11 Powiedział też: Pewien człowiek miał dwóch synów. 12 Młodszy z nich rzekł do ojca: „Ojcze, daj mi część majątku, która na mnie przypada”. Podzielił więc majątek między nich. 13 Niedługo potem młodszy syn, zabrawszy wszystko, odjechał w dalekie strony i tam roztrwonił swój majątek, żyjąc rozrzutnie. 14 A gdy wszystko wydał, nastał ciężki głód w owej krainie i on sam zaczął cierpieć niedostatek. 15 Poszedł i przystał do jednego z obywateli owej krainy, a ten posłał go na swoje pola żeby pasł świnie. 16 Pragnął on napełnić swój żołądek strąkami, którymi żywiły się świnie, lecz nikt mu ich nie dawał. 17 Wtedy zastanowił się i rzekł: Iluż to najemników mojego ojca ma pod dostatkiem chleba, a ja tu z głodu ginę. 18 Zabiorę się i pójdę do mego ojca, i powiem mu: Ojcze, zgrzeszyłem przeciw Bogu i względem ciebie; 19 już nie jestem godzien nazywać się twoim synem: uczyń mię choćby jednym z najemników. 20 Wybrał się więc i poszedł do swojego ojca. A gdy był jeszcze daleko, ujrzał go jego ojciec i wzruszył się głęboko; wybiegł naprzeciw niego, rzucił mu się na szyję i ucałował go. 21 A syn rzekł do niego: „Ojcze, zgrzeszyłem przeciw Bogu i względem ciebie, już nie jestem godzien nazywać się twoim synem”. 22 Lecz ojciec rzekł do swoich sług: „Przynieście szybko najlepszą szatę i ubierzcie go; dajcie mu też pierścień na rękę i sandały na nogi! 23 Przyprowadźcie utuczone cielę i zabijcie: będziemy ucztować i bawić się, 24 ponieważ ten mój syn był umarły, a znów ożył; zaginął, a odnalazł się”. I zaczęli się bawić.

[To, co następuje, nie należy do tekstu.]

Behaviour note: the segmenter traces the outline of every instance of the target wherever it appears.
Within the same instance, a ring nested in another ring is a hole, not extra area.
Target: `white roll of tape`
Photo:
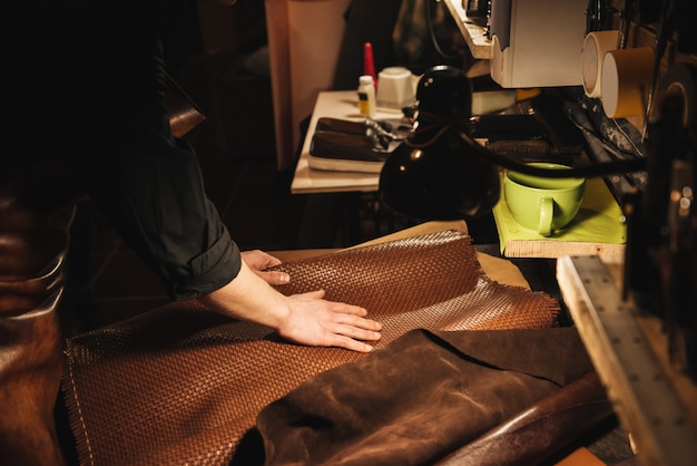
[[[586,35],[581,49],[583,91],[588,97],[601,96],[600,79],[605,54],[617,49],[619,31],[593,31]]]
[[[609,118],[644,116],[651,86],[654,49],[610,50],[602,60],[602,107]]]

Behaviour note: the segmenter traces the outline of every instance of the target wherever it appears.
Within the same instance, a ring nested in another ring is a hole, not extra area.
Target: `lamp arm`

25 Tymczasem starszy jego syn przebywał na polu. Gdy wracał i był blisko domu, usłyszał muzykę i tańce. 26 Przywołał jednego ze sług i pytał go, co to ma znaczyć. 27 Ten mu rzekł: „Twój brat powrócił, a ojciec twój kazał zabić utuczone cielę, ponieważ odzyskał go zdrowego”. 28 Na to rozgniewał się i nie chciał wejść; wtedy ojciec jego wyszedł i tłumaczył mu. 29 Lecz on odpowiedział ojcu: „Oto tyle lat ci służę i nigdy nie przekroczyłem twojego rozkazu; ale mnie nie dałeś nigdy koźlęcia, żebym się zabawił z przyjaciółmi. 30 Skoro jednak wrócił ten syn twój, który roztrwonił twój majątek z nierządnicami, kazałeś zabić dla niego utuczone cielę”. 31 Lecz on mu odpowiedział: „Moje dziecko, ty zawsze jesteś przy mnie i wszystko moje do ciebie należy. 32 A trzeba się weselić i cieszyć z tego, że ten brat twój był umarły, a znów ożył, zaginął, a odnalazł się”. Łk 15, 11-32
Przypowieść o synu marnotrawnym zaczyna się dosyć smutnie, ponieważ padają słowa z ust młodszego Syna „Ojcze, daj mi część majątku, która na mnie przypada”. Podział majątku dokonywany jest zawsze po czyjejś śmierci, natomiast kiedy mówi to syn do żyjącego ojca to po pierwsze.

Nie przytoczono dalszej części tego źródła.